The man who perfected the art of anti-football in an age lashed by the whip of anti-politics. “There are lots of poets in football,” Mourinho said after winning the Europa League in 2017 in a game that his opposite number, Ajax manager Peter Bosz, described as “boring”. But, Mourinho continued, “poets don’t win titles”.

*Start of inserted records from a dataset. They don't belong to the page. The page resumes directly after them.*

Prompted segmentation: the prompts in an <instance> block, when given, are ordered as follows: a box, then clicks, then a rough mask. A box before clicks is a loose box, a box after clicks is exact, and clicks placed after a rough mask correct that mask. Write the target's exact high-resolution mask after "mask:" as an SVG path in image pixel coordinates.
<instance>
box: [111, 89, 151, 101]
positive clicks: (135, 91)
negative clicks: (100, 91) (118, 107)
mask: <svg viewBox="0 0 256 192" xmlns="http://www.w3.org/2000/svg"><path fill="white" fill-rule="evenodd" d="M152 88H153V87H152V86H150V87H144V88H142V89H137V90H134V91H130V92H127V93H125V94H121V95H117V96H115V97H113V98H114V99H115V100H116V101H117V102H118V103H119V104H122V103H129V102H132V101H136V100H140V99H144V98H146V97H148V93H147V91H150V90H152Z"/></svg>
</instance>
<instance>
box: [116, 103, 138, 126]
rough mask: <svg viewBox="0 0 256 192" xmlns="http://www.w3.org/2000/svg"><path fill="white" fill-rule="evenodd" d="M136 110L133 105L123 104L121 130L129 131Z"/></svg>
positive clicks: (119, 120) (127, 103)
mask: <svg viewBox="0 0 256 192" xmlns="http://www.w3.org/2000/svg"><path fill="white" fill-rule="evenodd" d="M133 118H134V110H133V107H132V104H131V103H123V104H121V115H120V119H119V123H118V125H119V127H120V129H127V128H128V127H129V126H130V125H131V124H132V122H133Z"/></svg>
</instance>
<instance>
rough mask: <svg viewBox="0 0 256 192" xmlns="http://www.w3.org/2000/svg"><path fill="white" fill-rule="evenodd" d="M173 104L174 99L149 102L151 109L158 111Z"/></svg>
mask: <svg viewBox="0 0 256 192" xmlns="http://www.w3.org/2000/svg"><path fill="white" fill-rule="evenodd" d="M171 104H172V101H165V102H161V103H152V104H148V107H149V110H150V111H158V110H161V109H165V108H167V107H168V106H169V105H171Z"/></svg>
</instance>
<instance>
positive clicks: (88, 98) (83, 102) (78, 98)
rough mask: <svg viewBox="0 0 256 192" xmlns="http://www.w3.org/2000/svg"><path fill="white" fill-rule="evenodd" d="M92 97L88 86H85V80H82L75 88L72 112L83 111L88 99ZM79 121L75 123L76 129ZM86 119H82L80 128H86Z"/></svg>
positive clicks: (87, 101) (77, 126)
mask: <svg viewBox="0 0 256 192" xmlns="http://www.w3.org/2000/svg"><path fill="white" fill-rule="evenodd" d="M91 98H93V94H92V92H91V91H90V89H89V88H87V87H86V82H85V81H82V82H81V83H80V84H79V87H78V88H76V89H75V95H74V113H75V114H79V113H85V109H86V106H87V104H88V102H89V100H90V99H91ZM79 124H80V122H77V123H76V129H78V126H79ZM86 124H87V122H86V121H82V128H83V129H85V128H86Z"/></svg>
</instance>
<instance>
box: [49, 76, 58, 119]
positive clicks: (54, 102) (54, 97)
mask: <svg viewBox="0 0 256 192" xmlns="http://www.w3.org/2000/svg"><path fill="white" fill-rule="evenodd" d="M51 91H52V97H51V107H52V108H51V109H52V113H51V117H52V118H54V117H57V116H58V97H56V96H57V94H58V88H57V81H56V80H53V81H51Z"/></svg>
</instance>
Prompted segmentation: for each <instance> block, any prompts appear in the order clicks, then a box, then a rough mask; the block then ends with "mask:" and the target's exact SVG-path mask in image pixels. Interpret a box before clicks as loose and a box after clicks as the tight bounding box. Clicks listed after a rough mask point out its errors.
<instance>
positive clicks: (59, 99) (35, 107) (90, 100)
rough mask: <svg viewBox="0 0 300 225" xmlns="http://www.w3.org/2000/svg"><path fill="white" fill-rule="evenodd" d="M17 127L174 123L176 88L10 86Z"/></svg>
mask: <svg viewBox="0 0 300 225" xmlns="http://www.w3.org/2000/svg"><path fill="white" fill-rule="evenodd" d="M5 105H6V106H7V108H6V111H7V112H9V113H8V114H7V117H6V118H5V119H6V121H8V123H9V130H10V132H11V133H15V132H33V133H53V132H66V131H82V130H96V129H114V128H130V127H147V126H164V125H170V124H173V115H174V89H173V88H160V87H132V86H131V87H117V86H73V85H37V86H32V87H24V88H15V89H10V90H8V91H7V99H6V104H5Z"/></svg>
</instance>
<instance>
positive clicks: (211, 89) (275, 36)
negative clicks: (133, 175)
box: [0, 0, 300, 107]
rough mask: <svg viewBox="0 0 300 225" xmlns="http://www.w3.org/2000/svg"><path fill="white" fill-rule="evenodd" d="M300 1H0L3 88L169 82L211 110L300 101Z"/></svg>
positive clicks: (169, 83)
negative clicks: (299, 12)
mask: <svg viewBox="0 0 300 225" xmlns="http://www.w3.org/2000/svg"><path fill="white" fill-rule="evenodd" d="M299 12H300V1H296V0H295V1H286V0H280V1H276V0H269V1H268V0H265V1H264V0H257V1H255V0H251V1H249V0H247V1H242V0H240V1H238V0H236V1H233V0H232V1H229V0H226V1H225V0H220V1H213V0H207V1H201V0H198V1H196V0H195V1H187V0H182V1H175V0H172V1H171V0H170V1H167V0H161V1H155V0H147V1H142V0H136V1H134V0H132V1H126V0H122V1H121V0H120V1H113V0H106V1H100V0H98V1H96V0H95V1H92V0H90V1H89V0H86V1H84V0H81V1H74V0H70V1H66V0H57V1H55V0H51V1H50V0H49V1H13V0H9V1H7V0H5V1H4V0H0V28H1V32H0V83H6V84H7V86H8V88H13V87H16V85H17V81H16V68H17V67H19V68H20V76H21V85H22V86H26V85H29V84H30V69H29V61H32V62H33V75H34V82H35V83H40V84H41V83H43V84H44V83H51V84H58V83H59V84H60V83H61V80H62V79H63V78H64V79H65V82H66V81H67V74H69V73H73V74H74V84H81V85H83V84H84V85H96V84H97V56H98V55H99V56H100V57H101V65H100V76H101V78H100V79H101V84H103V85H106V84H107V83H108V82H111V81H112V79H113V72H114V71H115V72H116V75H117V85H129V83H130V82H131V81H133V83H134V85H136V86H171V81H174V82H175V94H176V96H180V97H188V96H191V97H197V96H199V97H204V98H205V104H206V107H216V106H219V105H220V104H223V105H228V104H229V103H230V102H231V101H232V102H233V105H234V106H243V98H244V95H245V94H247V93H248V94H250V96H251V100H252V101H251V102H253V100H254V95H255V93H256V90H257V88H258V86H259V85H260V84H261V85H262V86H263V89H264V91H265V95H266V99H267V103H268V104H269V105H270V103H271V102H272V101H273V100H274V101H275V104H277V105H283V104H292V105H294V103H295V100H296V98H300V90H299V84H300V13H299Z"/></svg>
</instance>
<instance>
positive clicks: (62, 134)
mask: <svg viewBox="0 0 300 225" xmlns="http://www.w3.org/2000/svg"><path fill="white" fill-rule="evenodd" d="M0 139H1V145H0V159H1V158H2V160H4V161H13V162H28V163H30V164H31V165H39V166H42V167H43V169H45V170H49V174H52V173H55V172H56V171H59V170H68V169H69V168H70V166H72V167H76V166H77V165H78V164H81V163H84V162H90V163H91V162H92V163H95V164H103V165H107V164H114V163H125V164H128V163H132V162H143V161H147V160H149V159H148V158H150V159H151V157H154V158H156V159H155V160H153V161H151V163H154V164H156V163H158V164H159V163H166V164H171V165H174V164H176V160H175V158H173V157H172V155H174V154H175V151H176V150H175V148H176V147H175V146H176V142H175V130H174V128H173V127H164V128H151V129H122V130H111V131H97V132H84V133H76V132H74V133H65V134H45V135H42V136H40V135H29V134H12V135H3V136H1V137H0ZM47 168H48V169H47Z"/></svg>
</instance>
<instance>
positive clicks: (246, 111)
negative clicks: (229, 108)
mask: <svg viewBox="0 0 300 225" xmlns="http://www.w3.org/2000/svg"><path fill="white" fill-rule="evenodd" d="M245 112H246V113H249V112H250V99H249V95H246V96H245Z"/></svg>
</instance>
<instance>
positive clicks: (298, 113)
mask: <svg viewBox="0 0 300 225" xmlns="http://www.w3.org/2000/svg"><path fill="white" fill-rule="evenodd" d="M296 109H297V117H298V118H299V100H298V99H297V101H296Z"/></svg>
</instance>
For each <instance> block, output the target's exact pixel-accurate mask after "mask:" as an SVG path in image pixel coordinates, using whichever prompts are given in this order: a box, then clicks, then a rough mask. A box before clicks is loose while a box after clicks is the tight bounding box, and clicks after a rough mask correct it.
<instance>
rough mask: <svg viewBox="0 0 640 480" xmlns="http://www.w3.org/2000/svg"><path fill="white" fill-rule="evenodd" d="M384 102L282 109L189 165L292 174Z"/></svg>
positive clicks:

There is, though, something profoundly shallow (a very Mourinhoesque thought) in such an analogy. In football terms, Mourinho is yesterday’s man. That’s why he got the sack. Today’s top managers definitely have a touch of poetry about them – Manchester City’s Pep Guardiola, Liverpool’s Jürgen Klopp, Tottenham’s Mauricio Pochettino, Lucien Favre of Borussia Dortmund, Sevilla’s Pablo Machín. Klopp can be highly pragmatic, but it’s a pragmatism that thrills. And Guardiola has shown that poets can win titles.

The political landscape is defined by debates over democracy. Why do many people feel voiceless? How can public anger be limited? Should expert voices count for more than ordinary people? Football has no pretence of democracy. Fans like to imagine they define a club’s DNA. Without their passion, football would certainly be meaningless. But it’s the money men who run the game. For all Guardiola’s footballing poetry, Emirati financing is what fuels City’s success.

Mourinho might have bored on with his anti-football had not the money men worried that the deteriorating relationship with his players might have a financial cost. At which point they moved to remove him. No doubt there are a few Westminster politicians who pine for similar power.